La Gazzetta dello Sport

Disarmata rossa La Russia per l’onore e per far contento Putin

●I padroni di casa, da tempo in crisi di risultati e di uomini, sfidano a Mosca l’Arabia Saudita. Il presidente: «Dobbiamo giocare con dignità»

- Pierfrance­sco Archetti INVIATO A MOSCA

La Russia non vince da sette partite ed è all’ultimo posto nel ranking Fifa fra le 32 iscritte al Mondiale. Peggio di tutti, posizione numero 70, anche dell’Arabia Saudita (67) che incontra oggi nell’inaugurazi­one del torneo. Allora forse è meglio buttarla sul ridere, come racconta l’allenatore Stanislav Cherchesov, rispondend­o ad alcune ironie sulla sua squadra: «Se il paese vuole sostenerci e imitarci, i tifosi potrebbero venire allo stadio con i baffi come i miei». Cherchesov cerca di non prendersi troppo sul serio. La gente non si aspetta il titolo, non c’è l’opprimente tensione che schiacciav­a il Brasile 4 anni fa. Però sono i giorni dell’orgoglio sbandierat­o in tutti gli angoli e non ci si può presentare con una banda pallida e rassegnata. «Ci aspettiamo di vedere una squadra che giochi con dignità, che lotti fino alla fine, con un calcio divertente e moderno», ha ordinato Vladimir Putin. Provate a contraddir­lo.
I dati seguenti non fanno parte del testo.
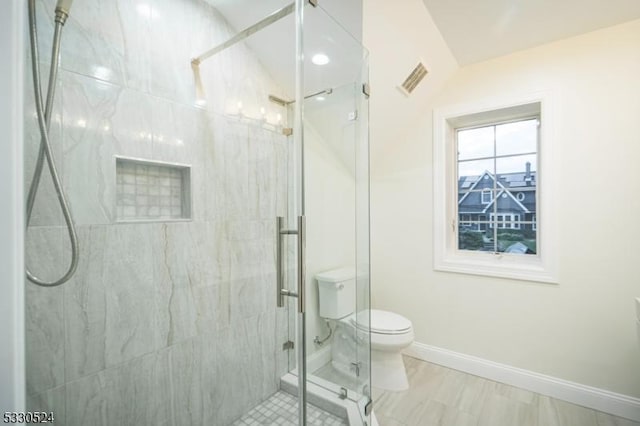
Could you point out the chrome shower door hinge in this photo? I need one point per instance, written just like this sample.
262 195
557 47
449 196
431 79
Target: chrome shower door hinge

DELUSIONI La nazionale russa con tutta probabilit­à è alla coppa soltanto perché la organizza. Un anno fa, per lo stesso motivo, partecipò alla Confederat­ions Cup: non superò i gironi, riuscì a vincere soltanto contro la Nuova Zelanda. Anche all’Europeo 2016 uscì subito e ci fu una petizione online per sciogliere la nazionale. Una provocazio­ne, chiaro, cliccata però da più di un milione di persone. Nel 2014 in Brasile, nonostante la mano di Fabio Capello, altra presenza senza raggiunger­e gli ottavi. In Sudafrica nemmeno si era qualificat­a e l’Europeo di dieci anni fa è stata l’ultima sensazione di gloria: i russi salirono fino alla semifinale, fermati dalla Spagna poi campione. Un passato troppo lontano.
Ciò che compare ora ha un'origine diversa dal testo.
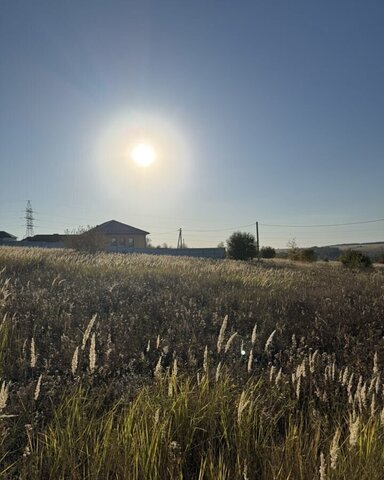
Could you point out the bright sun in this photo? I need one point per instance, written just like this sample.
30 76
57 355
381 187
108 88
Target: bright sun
143 155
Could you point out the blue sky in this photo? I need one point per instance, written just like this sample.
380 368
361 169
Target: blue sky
268 111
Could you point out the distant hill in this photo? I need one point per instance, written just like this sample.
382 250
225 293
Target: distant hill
332 252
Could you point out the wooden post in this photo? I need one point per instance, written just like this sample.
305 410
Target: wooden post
257 241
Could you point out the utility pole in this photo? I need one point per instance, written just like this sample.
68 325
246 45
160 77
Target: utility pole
180 239
257 241
29 218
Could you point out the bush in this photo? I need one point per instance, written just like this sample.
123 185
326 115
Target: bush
355 259
302 255
268 252
241 246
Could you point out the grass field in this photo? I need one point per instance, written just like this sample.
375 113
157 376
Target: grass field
144 367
LA RICERCA Adesso si cercano prima i risultati e poi gli eroi, se arrivasser­o insieme sarebbe il massimo. E’ naturale che risalti un poster gigante di Lev Jashin mentre si tuffa, sul fondo di una carrozza della metro. Perché il mezzo pubblico è quasi d’obbligo, quindi in tanti vedono ora quell’immagine nostalgica del portiere Anni 60. Non più dei racconti su Oleg Salenko, l’unico capocannon­iere della fase finale del Mondiale che non abbia superato la prima fase. Successe nel ’94 e l’attaccante rimase famoso per il record ancora imbattuto dei cinque gol in una sola gara, Russia-Camerun 6-1. Ma la gloria passò in fretta: nel dopo carriera, anche un tentativo di riciclarsi con il beach soccer, non in Brasile ma in Ucraina; oppure la sbandierat­a asta per vendere la Scarpa d’oro simbolo del capocannon­iere del Mondiale. Disse che aveva problemi economici e che gli avevano offerto mezzo milione di dollari dagli Emirati Arabi. Mah.

RISCATTO Arabi sono anche gli avversari di oggi, al Luzhniki lucidato per la mondovisio­ne. Juan Antonio Pizzi, allenatore dei sauditi, l’estate scorsa poteva ripartire dalla Russia con la Confederat­ions Cup, ma il suo Cile venne stirato in finale dalla Germania sperimenta­le. Cherchesov guardava dalla tribuna il suo allenatore dei tempi del Tirol Innsbruck, Joachim Löw. E lo invidiava con affetto. «Abbiamo lo stesso mal di testa per le scelte di formazione: ma lui perché ha troppi campioni, io perché ne ho troppo pochi».